Sie erlebten Benedikt als einen Papst, der vor allem den jungen Menschen zeigen wollte, "dass es schön ist, ein Christ zu sein", dass das Christentum kein Regelwerk aus einschränkenden Geboten und Verboten ist, sondern "dass es den Menschen frei machen will". Unter anderem dafür spendeten Zehntausende Beifall, und Benedikt XVI. nahm ihn dankbar lächelnd entgegen.

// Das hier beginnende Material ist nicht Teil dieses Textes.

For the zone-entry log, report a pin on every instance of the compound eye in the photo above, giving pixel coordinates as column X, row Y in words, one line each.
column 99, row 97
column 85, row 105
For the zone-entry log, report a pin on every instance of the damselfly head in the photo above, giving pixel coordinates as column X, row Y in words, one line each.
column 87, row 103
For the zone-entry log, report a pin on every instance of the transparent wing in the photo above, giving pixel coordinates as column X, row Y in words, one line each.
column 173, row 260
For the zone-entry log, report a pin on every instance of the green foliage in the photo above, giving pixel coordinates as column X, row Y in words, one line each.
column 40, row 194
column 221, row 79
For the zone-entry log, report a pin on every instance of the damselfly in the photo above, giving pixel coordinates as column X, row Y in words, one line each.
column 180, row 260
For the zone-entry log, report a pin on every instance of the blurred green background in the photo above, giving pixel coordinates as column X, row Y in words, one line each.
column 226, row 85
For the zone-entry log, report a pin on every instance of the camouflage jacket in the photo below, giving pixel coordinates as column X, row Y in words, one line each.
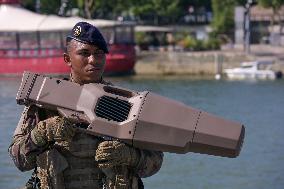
column 25, row 153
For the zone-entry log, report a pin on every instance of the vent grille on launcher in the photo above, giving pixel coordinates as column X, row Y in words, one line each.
column 112, row 108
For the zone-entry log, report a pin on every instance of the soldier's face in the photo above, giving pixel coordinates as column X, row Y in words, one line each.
column 87, row 62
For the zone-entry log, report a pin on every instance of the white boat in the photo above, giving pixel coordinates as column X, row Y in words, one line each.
column 253, row 70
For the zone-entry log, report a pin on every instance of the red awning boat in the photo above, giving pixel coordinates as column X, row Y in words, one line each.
column 35, row 42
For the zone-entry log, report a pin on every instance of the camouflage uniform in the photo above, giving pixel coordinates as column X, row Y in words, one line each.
column 68, row 165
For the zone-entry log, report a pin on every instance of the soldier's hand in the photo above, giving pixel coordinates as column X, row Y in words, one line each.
column 53, row 129
column 114, row 153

Hartnäckige Kritiker überrascht
Warum sollte der Papst auch seine Gefühle verbergen, nicht zeigen, dass er Zuspruch zu schätzen weiß? Das hat ihn zu Beginn seines Pontifikats sehr sympathisch erscheinen lassen und wohl auch den einen oder anderen hartnäckigen Kritiker überrascht. Dazu passte das Treffen mit seinem alten, vom Lehramt suspendierten Kontrahenten Hans Küng im Herbst 2005, das zwar ohne konkretes, bahnbrechendes Ergebnis blieb, aber als wohlwollende Geste interpretiert wurde. Hier zeigte sich der offene, gesprächsbereite, nach Weite strebende Papst. Die erste Kontaktaufnahme mit den schismatischen Piusbrüdern stimmte dagegen schon wieder skeptisch, löste aber anfangs nur wenige negative Reaktionen aus.
Williamson als Wendepunkt
Das änderte sich schlagartig, als sich der Traditionalisten-Bischof Richard Williamson Anfang 2009 als Holocaust-Leugner outete und Benedikt zeitgleich die Aufhebung der Exkommunikation gegen eben diesen Williamson und drei weitere Pius-Brüder im Bischofsamt verkündete. Seit diesem Zeitpunkt prasseln die Negativ-Schlagzeilen auf den Papst hernieder. Selbst wohl gesonnenen Katholiken fehlt für dieses Vorgehen des Papstes, die Aufhebung einer Exkommunikation ohne erkennbare Gegenleistung der Betroffenen, jegliches Verständnis.
Großes Problem aufgeladen
Manche Vatikan-Kenner behaupten deshalb, die angestrebte Versöhnung mit den abtrünnigen Pius-Brüdern sei theologisch-dogmatisch das größte Problem, das sich Papst Benedikt während seines jetzt fünfjährigen Pontifikats aufgeladen habe. Und zudem ein Experiment mit ungewissem Ausgang. Die Verhandlungen mit den Pius-Brüdern finden hinter verschlossenen Türen statt. Dass die schismatische Gruppe von ihrer absurden Forderung, die katholische Kirche müsse sich ändern und nicht sie - die Abtrünnigen -, in irgendeiner Form ablässt, ist nicht zu erkennen.
Misstrauen vergrößert
Was aber können dann die Auseinandersetzungen mit den Pius-Brüdern bringen? Hat sich der Papst an diesem Punkt verrannt? Bei all seiner Vorliebe für Kontinuität und Tradition - die Wiedereinführung des Tridentinischen Messritus als außerordentliche Form der Liturgie ist dafür ein markantes Beispiel - eines kann man Benedikt wohl nicht unterstellen: dass er gänzlich hinter das Zweite Vatikanische Konzil zurück will. Aber seine Absicht, Gräben zu überwinden, zerstrittene Christen zu einen, die ist nicht verwirklicht. Im Gegenteil. Das bedingungslose Wohlwollen, das der Papst den Piusbrüdern entgegenbringt, hat viele verstört und das Misstrauen in seine Amtsführung vergrößert.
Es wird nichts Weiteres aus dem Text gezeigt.